Was kann man gegen Denkfehler tun?
Um nicht immer wieder in dieselben Fallen zu tappen, die unser Gehirn für uns bereit hält, empfiehlt es sich die Gedanken, erstmal eine ganze Weile zu beobachten und aufzuschreiben. Beim Anlegen und anschließenden Durcharbeiten solcher Gedankenprotokolle fällt dann schnell auf, für welche Arten von Denkfehlern man besonders anfällig ist. Diese Kategorien lassen sich gezielt bearbeiten. Für jeden Denkfehler gibt es hilfreiche Alternativgedanken, die sogar die Stimmung positiv beeinflussen können. Am Anfang erfordert es etwas Übung und bestimmt auch noch einen kleinen Spickzettel, damit einem die hilfreichen Alternativen einfallen. Nach einer gewissen Eingewöhnungsphase werden die positiven Gedanken jedoch stabiler, fallen uns schneller ein und ersetzen bestenfalls Stück für Stück unsere negativen Gedankenmuster.

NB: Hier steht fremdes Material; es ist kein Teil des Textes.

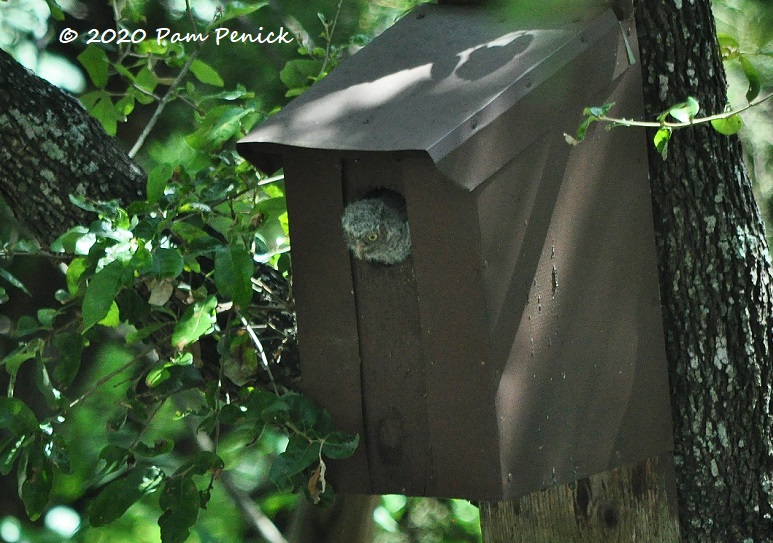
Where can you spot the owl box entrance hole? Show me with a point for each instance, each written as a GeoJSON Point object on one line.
{"type": "Point", "coordinates": [376, 228]}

Diese Art mit Gedanken zu arbeiten nennen wir in der Psychotherapie "kognitive Umstrukturierung". Nicht nur die Bearbeitung von Denkfehlern gehört dazu, sondern noch eine ganze Reihe anderer Techniken, alle mit dem Ziel, die Gedanken in eine positive Richtung zu verändern. Viele meiner Klienten empfinden eine große Erleichterung dabei, wenn Sie endlich alte negative Gedankenmuster ablegen und durch neue positive ersetzen können.